November 07, 2019 6 min read

In a very odd perversion of the New Dietary Ingredient Notification (NDIN) process, some popular skeptic groups have taken up the stance that dietary supplements simply have to "notify the Food & Drug Administration (FDA) within 75 days of launch", slap a label and a FDA disclaimer and sell without any restrictions. As I write about in my open letter regarding testimonials, "as a not for skeptics who parrot this laughable false statement," I will quote Sam Harris's rebuttal to Deepak Chopra regarding physics.

"I would never be tempted to lecture a room full of 1000 people at Cal Tech on Physics. I'm not a Physicist. You're not a physicist.. and basically every sentence demonstrates that."

In reality, the NDIN entails rigorous review and complete compliance of everything relevant under Title 21 of the Code of Federal Regulations. Furthermore, significant safety data and evidence of human use is required. While the FDA no longer rules supplements "safe" under the Generally Recognized as Safe (GRAS) process, it befalls on companies to evaluate the safety themselves, which the FDA verifies and either objects or does not object.

"Information that is the basis on which the manufacturer or distributor has concluded that a dietary supplement containing such new dietary ingredient will reasonably be expected to be safe. FDA reviews this information to determine whether it provides an adequate basis for such a conclusion. Under 21 U.S.C. & 350b(a)(2), there must be a history of use or other evidence of safety establishing that the new dietary ingredient, when used under the condition recommended or suggested in the labeling of the dietary supplement, will reasonable be expected to be safe. If this requirement is not met, the dietary supplement is considered to be adulterated under 21 U.S.C. & 342 (f)(l)(B) because there is inadequate information to provide reasonable assurance that the new dietary ingredient does not present a significant or unreasonable risk of illness or injury."

So How Difficult is it to Get a no Objection From the FDA as an NDI?

Since January 2018, there have been a total of 55 submissions. 17 have received a no objection and New Dietary Ingredient status, including our hydrogen tablets as NDI 1104 (the most recent published). Due to significant safety concerns or insufficient data, 28 have been objected and 10 have been withdrawn, presumably before they could be objected. That's a 31% success rate for the companies that bother to attempt compliance, meaning 69% are rejected. According the Steven Tave, an official for the FDA, it is estimated less that 25% of companies requiring to submit an NDI have bothered to do so. That would put the actual percent of compliant manufacturers at below 8%.

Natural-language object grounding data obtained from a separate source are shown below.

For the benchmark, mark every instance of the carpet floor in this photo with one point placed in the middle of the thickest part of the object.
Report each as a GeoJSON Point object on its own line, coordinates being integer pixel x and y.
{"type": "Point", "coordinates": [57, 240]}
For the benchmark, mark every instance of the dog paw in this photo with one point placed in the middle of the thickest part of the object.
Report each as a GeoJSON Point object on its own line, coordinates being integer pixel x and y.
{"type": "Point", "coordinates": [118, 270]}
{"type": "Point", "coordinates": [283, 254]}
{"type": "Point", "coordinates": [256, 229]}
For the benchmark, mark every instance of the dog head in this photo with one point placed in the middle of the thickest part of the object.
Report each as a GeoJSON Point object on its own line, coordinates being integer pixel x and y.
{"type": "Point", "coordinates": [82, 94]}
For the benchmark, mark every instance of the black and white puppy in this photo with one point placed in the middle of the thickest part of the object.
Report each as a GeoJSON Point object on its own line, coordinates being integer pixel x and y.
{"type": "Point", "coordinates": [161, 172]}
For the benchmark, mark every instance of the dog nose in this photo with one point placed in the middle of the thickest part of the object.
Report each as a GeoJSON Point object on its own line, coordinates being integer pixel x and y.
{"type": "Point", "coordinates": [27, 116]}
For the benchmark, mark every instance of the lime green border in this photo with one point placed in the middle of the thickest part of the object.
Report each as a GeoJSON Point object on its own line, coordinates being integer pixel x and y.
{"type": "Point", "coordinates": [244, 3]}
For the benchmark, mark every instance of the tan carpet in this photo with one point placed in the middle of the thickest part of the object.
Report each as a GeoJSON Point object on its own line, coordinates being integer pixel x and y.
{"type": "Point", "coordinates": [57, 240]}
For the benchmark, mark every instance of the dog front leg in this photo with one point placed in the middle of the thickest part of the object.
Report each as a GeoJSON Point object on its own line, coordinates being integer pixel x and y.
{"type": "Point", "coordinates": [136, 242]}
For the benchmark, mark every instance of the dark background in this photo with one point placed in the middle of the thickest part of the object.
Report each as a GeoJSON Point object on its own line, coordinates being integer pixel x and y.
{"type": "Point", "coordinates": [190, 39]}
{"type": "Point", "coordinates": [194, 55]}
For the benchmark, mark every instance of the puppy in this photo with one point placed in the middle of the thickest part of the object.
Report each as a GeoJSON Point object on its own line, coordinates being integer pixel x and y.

Historically, success rates have been even lower. In 2015, Hank Schultz of Nutra Ingredients, USA (who wrote about our product and successful NDI here), wrote an article determining that 88% of submitted NDI's were rejected by the FDA. At the time, many companies were using the self affirmation of GRAS process as a workaround, a strategy that had been talked about since 2012 to combat high failure rates in the NDI process, much higher than GRAS, despite language suggesting it may be less stringent. This workaround strategy is something the FDA silently removed as a strategy in updates to DSHEA in 2016 (DSHEA is the Dietary Supplement Health and Education Act of 1994).

Considering the standards are supposed to be similar in determination of safety, it is peculiar that the FDA has been far stricter in rejecting NDINs than GRAS notification. Coupled with the fact that food ingredients are able to self determine GRAS legally, whereas dietary supplements are no longer able to do this and the evidence would suggest that dietary supplements are held to a higher standard of safety than food products.

Mandatory Rules Used Against Industry

Skeptics and critics of the supplement industry will often use the mandatory FDA disclaimer as a point to attack supplement marketers, mocking that they just need to "slap a disclaimer on the label and sell away." Further, they will often discredit any studies or body of evidence to support a product as not approved by the FDA despite the fact that the FDA does not evaluate claims on supplements. Supplements marketers are left fighting circular logic against these attacks, as the FDA's decision to not evaluate claims os both used to discredit the product and body of science.

In next week's article, I talk about potential solution for finding a reasonable middle ground regarding health claims. As for the supplement market in the USA, while claims are not "approved" by the FDA, even if a marketer notifies the FDA they are making the claims (and the FDA can provide a no objection or object), the FDA and Federal Trade Commission (FTC) can go after structure function or health benefit claims if they do not have proof to validate. Meaning a supplement company can legally make the claims, the FDA can acknowledge the evidence exists to nullify any attempt at action or enforcement against the claims, but the FDA has not approved the claims". Rather than being taken as a tacit endorsement of the health claims, skeptics will bemoan that the claims are not approved and simply not enforce on, making it seem as if the supplement companies are "getting away with breaking the rules."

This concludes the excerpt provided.